Outlook: Cubic Defense Systems (CDS) and its successor companies, Cubic VideoComm and cVideo, tried a variety of applications for their patented video compression technology. Although some applications were not successful, the security systems have sold very well in a growing market. With the commercial success of these systems, cVideo became a surveillance company. In late 2005, SYS Technologies acquired cVideo. The outlook for this technology is strong.

Composite Performance Score: * * * *

Focused Program: Digital Video in Information Networks, 1995

Company:
SYS Technologies

9745 Business Park Avenue

San Diego, CA 92131


Contact:
Nelson Faller, Vice President, Business Development and Sales

Phone: (858) 790-7215

 

 

** As of December 9, 1997, large single applicant firms are required to pay 60% of all ATP project costs. 

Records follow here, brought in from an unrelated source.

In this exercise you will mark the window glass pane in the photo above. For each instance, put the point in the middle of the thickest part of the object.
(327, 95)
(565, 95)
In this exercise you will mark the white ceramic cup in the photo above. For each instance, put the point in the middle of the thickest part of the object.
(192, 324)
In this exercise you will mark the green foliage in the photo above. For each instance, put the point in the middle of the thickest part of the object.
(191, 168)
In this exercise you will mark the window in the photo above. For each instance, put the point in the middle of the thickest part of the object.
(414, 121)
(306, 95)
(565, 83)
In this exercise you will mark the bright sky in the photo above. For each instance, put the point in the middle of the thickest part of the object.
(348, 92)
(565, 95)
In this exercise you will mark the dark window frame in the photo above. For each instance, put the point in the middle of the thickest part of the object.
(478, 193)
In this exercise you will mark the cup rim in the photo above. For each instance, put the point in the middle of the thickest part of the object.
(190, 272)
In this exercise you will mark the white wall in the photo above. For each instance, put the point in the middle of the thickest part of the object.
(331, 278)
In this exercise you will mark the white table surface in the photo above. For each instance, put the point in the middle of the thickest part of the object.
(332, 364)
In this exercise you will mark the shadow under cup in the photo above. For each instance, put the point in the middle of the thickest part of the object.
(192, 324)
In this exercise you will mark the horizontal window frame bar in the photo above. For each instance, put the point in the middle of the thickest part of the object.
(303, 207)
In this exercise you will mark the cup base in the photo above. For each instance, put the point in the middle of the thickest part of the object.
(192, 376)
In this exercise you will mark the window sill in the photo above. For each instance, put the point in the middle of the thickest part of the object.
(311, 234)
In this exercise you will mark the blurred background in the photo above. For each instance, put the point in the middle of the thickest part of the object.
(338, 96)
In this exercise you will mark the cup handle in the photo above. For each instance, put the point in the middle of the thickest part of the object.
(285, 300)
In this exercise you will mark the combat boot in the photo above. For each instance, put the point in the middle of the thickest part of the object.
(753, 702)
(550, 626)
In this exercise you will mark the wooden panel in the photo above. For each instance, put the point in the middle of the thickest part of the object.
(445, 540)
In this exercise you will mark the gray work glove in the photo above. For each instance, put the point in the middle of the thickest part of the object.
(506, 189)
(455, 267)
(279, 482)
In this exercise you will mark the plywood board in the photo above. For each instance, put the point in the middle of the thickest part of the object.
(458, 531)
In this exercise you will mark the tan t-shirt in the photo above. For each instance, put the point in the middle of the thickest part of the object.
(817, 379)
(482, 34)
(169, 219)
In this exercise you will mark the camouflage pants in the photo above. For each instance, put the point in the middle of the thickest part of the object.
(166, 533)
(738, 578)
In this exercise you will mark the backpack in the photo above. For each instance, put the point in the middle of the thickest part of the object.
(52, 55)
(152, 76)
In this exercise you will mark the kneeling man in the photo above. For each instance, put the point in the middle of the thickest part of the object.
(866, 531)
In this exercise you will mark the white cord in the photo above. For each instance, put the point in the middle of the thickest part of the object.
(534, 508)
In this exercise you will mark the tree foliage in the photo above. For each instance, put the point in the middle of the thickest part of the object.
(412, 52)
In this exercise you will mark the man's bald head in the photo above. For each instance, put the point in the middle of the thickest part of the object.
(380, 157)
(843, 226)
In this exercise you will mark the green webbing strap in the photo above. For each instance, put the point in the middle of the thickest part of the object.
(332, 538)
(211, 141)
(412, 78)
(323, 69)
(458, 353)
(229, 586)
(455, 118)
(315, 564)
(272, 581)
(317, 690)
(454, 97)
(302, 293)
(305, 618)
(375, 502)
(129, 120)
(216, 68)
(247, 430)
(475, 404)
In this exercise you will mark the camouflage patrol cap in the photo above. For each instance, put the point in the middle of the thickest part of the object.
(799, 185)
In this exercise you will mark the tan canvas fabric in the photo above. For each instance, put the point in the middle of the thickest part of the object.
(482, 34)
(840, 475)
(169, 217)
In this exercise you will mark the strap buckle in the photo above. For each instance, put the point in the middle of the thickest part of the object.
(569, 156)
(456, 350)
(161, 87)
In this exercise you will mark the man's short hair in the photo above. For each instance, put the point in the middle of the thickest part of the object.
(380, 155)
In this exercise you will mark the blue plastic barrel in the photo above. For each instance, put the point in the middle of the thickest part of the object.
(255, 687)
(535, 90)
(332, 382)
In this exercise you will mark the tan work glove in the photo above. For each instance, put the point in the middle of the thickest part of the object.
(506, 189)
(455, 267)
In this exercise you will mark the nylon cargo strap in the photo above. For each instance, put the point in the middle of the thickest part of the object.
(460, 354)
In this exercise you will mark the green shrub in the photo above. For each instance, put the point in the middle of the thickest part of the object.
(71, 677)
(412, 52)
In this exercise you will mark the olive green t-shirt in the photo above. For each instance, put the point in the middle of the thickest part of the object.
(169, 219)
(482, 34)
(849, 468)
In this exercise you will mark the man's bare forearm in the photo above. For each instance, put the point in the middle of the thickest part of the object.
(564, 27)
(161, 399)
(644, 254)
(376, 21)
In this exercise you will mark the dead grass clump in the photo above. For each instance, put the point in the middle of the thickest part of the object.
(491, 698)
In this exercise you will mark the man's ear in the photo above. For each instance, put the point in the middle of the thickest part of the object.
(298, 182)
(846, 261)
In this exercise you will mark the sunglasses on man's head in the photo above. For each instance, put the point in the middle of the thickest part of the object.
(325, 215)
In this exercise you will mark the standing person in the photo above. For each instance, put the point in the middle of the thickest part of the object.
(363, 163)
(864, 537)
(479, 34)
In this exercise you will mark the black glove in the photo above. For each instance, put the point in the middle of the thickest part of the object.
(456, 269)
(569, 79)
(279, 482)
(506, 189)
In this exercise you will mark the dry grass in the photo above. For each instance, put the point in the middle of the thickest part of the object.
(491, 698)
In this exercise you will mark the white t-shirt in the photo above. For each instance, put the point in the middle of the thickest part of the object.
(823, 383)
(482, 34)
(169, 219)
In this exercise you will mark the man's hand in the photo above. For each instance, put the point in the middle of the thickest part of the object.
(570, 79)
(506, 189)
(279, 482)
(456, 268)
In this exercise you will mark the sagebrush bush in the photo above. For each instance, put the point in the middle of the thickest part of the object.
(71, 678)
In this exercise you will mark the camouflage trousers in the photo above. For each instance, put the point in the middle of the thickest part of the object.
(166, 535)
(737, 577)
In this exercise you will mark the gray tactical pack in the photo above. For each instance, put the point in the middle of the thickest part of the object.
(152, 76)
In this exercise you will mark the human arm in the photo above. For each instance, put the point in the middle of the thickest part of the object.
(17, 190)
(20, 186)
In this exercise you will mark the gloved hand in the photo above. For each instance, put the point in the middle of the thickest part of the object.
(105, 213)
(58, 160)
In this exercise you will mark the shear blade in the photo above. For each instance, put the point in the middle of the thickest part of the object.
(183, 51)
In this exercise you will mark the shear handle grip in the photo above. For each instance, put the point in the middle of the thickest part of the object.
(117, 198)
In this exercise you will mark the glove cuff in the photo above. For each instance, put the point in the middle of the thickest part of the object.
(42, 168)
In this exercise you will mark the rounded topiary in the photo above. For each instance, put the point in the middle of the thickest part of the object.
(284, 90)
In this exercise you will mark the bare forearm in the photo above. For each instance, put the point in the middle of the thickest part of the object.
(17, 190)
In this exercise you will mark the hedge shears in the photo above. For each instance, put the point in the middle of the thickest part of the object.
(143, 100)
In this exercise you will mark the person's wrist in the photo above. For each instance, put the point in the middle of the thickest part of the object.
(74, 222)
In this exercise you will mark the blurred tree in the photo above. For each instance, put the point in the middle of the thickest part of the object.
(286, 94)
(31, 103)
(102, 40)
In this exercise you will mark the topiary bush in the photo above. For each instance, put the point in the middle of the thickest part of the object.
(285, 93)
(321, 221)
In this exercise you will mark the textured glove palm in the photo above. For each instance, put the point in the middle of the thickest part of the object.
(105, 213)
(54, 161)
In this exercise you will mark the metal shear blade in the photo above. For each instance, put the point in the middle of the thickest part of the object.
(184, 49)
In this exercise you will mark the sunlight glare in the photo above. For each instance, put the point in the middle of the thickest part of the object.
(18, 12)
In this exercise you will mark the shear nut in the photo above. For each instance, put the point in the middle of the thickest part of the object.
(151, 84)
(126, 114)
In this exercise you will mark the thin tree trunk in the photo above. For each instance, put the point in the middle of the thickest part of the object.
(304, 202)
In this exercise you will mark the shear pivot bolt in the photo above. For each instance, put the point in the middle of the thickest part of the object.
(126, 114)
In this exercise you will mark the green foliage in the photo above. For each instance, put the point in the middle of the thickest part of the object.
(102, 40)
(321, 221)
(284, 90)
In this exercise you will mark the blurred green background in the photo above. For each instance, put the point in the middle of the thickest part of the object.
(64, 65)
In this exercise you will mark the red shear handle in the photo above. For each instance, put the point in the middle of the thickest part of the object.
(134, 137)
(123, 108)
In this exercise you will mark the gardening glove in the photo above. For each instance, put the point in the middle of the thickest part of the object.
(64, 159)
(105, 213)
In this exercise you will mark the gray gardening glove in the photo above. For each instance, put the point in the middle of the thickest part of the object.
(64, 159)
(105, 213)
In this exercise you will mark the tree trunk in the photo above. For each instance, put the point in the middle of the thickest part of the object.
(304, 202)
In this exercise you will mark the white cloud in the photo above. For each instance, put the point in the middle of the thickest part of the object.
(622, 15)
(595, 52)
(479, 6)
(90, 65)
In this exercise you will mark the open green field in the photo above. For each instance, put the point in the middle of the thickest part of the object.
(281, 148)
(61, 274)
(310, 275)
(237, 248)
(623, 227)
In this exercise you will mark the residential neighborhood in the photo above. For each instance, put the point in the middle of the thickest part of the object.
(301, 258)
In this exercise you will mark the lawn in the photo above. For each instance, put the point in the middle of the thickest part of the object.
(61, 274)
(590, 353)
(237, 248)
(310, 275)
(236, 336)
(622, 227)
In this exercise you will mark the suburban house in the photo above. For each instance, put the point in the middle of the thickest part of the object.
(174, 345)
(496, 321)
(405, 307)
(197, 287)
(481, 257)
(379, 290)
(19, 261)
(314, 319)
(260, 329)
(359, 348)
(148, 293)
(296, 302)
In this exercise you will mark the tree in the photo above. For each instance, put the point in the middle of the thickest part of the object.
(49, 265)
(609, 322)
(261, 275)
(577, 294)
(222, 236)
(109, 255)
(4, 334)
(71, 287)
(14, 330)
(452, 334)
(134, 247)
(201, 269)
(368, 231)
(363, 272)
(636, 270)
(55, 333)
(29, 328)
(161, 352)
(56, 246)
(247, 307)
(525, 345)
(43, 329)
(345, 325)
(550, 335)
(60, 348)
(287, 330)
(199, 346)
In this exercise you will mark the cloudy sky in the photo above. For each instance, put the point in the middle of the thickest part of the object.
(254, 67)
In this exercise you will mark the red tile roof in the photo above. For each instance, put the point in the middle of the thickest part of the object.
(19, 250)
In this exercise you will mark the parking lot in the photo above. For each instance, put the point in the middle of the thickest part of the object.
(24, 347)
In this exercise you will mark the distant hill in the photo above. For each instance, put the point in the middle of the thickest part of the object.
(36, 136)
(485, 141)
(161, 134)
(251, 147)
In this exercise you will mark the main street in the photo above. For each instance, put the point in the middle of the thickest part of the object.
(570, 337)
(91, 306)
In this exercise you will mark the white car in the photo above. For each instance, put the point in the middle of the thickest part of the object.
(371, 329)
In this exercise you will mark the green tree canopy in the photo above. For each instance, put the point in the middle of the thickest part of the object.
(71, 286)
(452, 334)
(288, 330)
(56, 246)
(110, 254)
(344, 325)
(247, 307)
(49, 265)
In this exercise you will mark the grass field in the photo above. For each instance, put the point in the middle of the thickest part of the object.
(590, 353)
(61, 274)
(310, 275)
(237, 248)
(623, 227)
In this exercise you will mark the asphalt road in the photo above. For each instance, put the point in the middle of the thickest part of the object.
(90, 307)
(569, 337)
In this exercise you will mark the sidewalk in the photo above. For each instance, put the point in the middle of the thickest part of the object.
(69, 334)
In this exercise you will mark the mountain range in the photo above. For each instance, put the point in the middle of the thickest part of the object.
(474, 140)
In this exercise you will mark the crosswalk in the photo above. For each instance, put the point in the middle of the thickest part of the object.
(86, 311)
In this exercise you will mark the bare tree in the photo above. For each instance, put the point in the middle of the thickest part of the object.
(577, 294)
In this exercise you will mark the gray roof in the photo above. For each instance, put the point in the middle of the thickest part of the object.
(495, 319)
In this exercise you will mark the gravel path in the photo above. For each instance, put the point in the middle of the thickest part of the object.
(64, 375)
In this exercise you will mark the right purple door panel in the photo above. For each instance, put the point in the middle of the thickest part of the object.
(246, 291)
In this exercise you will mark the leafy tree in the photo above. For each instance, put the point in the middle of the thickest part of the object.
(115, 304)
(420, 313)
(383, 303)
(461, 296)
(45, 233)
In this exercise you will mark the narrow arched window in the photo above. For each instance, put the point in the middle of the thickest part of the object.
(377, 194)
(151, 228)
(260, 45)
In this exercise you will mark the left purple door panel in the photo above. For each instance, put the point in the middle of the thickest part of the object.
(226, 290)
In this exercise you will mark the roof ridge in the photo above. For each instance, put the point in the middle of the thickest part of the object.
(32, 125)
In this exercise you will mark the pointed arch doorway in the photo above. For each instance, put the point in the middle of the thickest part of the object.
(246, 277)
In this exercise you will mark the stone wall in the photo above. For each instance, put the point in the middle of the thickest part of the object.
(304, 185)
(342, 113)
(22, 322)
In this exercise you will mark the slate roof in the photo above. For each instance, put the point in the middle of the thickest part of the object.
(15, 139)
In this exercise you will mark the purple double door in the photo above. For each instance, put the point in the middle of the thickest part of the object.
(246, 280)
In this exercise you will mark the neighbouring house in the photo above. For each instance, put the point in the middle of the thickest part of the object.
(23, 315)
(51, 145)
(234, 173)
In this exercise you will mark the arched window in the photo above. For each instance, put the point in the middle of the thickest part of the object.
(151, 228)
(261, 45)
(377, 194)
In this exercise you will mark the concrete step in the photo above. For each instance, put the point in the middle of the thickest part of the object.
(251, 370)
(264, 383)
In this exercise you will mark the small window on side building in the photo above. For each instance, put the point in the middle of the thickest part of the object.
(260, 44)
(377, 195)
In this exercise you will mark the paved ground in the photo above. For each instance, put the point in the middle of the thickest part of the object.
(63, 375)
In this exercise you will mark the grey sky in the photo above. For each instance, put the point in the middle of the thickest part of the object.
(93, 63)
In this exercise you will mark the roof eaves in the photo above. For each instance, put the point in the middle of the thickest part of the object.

    Prior to this date, single applicant firms, regardless of size, were required to pay indirect costs.

PROJECT HIGHLIGHTS
SYS Technologies (formerly Cubic Defense Systems, Inc.)

Publications:

 

·          Patta, Gig. “Video Device Enables Schools to Monitor Their Campuses.” San Diego Business Journal, May 7, 2001.

·          cVideo Announces Initiative to Emphasize School Applications.” Securitysolutions.com, June 1, 2001.

·          “School Safety First.” Building Design & Construction, July 1, 2001.

·          “Site Reports.” Access Control & Security Systems Integration, January 1, 2003.

·          “Super Bowl Gets Safer with cVideo Digital Surveillance.” FreshNews.com, January 15, 2003.

·          cVideo Inc.” Business News, March 1, 2003.

·          “Company Integrates with POS Systems.” National Petroleum News, June 1, 2003.

·           Ozer, Jan. “Streaming Video: A Welcome Reception.” PC Magazine, June 25, 2003.

·          “Forward Thinking for a Changing World.” Security Management, August 1, 2003.

·          cVideo to be Recognized as Fast Growing Business.” Security Systems News, August 10, 2004.

 

 


Research and data for Status Report 95-04-0008 were collected during January – March 2005.